Pascal Henache a négocié sec le remboursement de ses légumes jetés pendant l’interdiction de commercialisation, mais n’a rien obtenu pour la perte de sa clientèle en vente directe qui a boudé les produits locaux jusqu’à six mois après la levée de la consigne. Pour les producteurs de fromage, le lait a été remboursé, mais pas le prix de vente de leur produit transformé.
« Il a fallu un an en râlant et en faisant pression constamment pour être payé », ajoute encore Olivier Navé, producteur de cidre à Saint-Aignan-sur-Ry. « On n’a pas pu faire de cidre cette année-là. De toute façon, ça ne faisait pas envie. Je n’aurais pas voulu avoir ça sur la conscience ». En plus de ses pommes, Olivier Navé a été contraint de jeter une partie de sa production de légumes pourtant situés à l’extérieur de la zone de restrictions : « Mes clients habituels – des magasins bio – ne m’achetaient plus rien ». L’appellation « produit en Normandie » est devenue un repoussoir commercial. Il finit par obtenir 4.000€.
Des oursins dans les poches
La multinationale, propriété du milliardaire Warren Buffet, a des oursins dans les poches. Derrière le comptoir de son café-snack, situé dans un centre commercial proche de l’incendie, Marie (1), coquette quinqua aux ongles nacrés vêtue d’un épais tablier de coton, en a fait l’expérience. Lorsqu’un second fonds d’indemnisation est créé en octobre 2019 à destination cette fois des commerçants et collectivités touchés par l’incendie, Marie monte un dossier, bien décidée à réclamer à l’entreprise la moitié de la perte de son chiffre d’affaires, soit 6.000 euros. Quelques semaines après, elle reçoit une proposition d’indemnisation de… 2.000 euros. « Leur seconde proposition, ils l’ont envoyée au printemps 2020, en plein Covid, pensant sûrement qu’on serait pris à la gorge et qu’on accepterait ». Le cabinet Exetech lui propose alors 4.000 euros. Pour Marie, le compte n’y était toujours pas :
« Ils pinaillent pour quelques milliers d’euros, une grosse boîte comme ça. Ils n’en ont rien à faire, ils n’ont jamais demandé comment on allait, si on n’avait pas eu de problème. On a dû fermer, on a eu des nausées, des migraines. On ne sait pas à quoi on a été exposé. Moi, pour 4.000 euros, je garde ma liberté »

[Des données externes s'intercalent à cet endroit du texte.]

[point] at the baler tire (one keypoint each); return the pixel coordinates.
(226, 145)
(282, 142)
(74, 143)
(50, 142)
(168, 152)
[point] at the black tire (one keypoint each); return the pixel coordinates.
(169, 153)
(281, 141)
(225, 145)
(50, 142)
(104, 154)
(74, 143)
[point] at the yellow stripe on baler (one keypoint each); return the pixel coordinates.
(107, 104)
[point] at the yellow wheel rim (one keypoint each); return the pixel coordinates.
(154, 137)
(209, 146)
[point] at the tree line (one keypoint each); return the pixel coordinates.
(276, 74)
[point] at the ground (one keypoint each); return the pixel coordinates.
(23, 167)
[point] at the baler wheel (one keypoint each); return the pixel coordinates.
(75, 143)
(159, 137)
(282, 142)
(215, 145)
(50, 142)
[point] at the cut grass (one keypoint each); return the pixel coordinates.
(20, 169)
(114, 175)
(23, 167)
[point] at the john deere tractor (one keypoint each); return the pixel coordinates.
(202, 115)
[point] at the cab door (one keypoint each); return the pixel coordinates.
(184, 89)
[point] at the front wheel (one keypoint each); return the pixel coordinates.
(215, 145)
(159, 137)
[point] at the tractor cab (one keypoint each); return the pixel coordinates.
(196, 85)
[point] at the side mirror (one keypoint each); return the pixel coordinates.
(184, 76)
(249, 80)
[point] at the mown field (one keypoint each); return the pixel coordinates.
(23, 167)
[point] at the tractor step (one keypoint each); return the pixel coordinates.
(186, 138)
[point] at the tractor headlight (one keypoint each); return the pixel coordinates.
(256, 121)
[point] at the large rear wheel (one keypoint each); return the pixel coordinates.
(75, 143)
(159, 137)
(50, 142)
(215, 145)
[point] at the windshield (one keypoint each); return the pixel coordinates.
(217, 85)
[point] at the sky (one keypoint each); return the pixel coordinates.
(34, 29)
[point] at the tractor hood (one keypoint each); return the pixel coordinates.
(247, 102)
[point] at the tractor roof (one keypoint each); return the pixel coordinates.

Si certaines communes ont accepté des dédommagements d’à peine quelques centaines d’euros pour le nettoyage des rues et des écoles, tout en renonçant à poursuivre l’entreprise, Charlotte Goujon a refusé tout net. Mairesse de Petit-Quevilly et élue à la Métropole Rouen Normandie, elle explique : « Pour les collectivités, le plafond d’indemnisation était de 5.500 euros. C’est sans commune mesure par rapport aux frais engagés, tant pour le nettoyage que pour la perte d’exploitation des transports en commun ou les salaires des agents que nous avons arrêtés ». La métropole, qui estime son préjudice à 1,3 million d’euros – « sans compter le préjudice d’image pour le territoire, ou les conséquences à long terme » –, a porté plainte.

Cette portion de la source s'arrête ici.